Key Experimental Results¶

Main Results¶

Model	Perception Level	Understanding Level	Analysis Level	Reasoning Level	Overall
GPT-4V	65.2	48.7	35.4	28.1	44.4
Qwen-VL-Plus	58.3	42.1	30.8	22.5	38.4
InternVL2	62.1	45.3	33.2	25.6	41.6
LLaVA-1.5	45.6	32.8	22.1	16.3	29.2
Human Expert	92.5	85.3	78.6	72.1	82.1

Ablation Study¶

Subdomain	GPT-4V	Qwen-VL-Plus	Human Expert
Staple Crops	48.2	41.5	85.6
Pest & Disease Diagnosis	35.1	28.9	78.2
Livestock Diseases	42.3	35.7	81.4
Farming Operations	38.6	33.2	79.8

Key Findings¶

The performance of all VLMs on agricultural tasks is far below that on general tasks (e.g., GPT-4V scores only 44.4% overall), showing a massive gap compared to human experts (82.1%).
Performance drops sharply as the cognitive level increases—from 65% at the perception level to 28% at the reasoning level, indicating that VLMs lack agricultural domain-specific reasoning capabilities.
Pest and disease diagnosis is the most challenging subtask; even GPT-4V only achieves an accuracy of approximately 35%, highlighting the difficulty of fine-grained visual recognition in this domain.
Chinese agricultural understanding is generally weaker than English general understanding, indicating that Chinese agricultural knowledge is insufficiently covered in training datasets.

Highlights & Insights¶

As the first large-scale Chinese agricultural multimodal benchmark, it fills a critical gap in the field and holds significant benchmark value for Chinese agricultural AI research and applications.
The multi-level cognitive task design can be transferred to VLM evaluations in other vertical domains (e.g., medicine, law).
The experimental results clearly reveal the capability boundaries of VLMs in vertical domains, pointing the direction for future agricultural VLM training.

Limitations & Future Work¶

The paper has not released an arXiv preprint, and the scale as well as the exact composition of the dataset remain somewhat unclear.
Evaluation mainly focuses on static image understanding, lacking videos (e.g., crop growth processes) and time-series analysis.
Automated assessment of short-answer questions relies on GPT-4, which may introduce evaluation bias.
The work does not investigate how to utilize this benchmark to enhance agricultural understanding capabilities of VLMs (e.g., domain fine-tuning strategies).

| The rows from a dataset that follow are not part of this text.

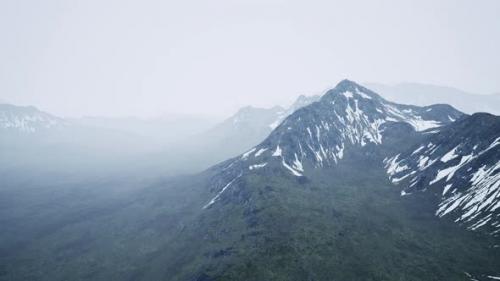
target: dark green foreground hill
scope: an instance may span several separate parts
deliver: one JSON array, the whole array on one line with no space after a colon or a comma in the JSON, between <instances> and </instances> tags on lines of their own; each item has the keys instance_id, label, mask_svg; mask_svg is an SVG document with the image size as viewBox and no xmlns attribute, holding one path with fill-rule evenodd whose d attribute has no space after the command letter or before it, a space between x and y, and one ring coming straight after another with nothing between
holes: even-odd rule
<instances>
[{"instance_id":1,"label":"dark green foreground hill","mask_svg":"<svg viewBox=\"0 0 500 281\"><path fill-rule=\"evenodd\" d=\"M466 272L498 273L498 239L439 219L430 194L401 197L383 167L358 164L363 172L343 163L314 179L250 176L209 209L202 209L203 176L152 187L3 255L1 279L470 280Z\"/></svg>"}]
</instances>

vs MMBench: MMBench is a general VLM benchmark, whereas AGRI-CM3 is the first vertical domain benchmark for agriculture, filling the gap in evaluating specialized application scenarios.
vs ScienceQA: ScienceQA covers some biological and agricultural knowledge but leans towards general science, whereas AGRI-CM3 focuses more specifically on practical agricultural applications.
vs Other Domain Benchmarks: Analogous to MedBench (a medical VLM benchmark), AGRI-CM3 establishes a comparable evaluation infrastructure for agricultural AI.

Rating¶

Novelty: ⭐⭐⭐⭐ Fills the gap in agricultural VLM evaluation, with a highly characteristic multi-level design.
Experimental Thoroughness: ⭐⭐⭐⭐ Covers multiple mainstream VLMs, but lacks evaluations of more open-source models.
Writing Quality: ⭐⭐⭐ Cannot be fully assessed (the complete paper was not available).
Value: ⭐⭐⭐⭐ Makes a significant benchmark contribution to agricultural AI research.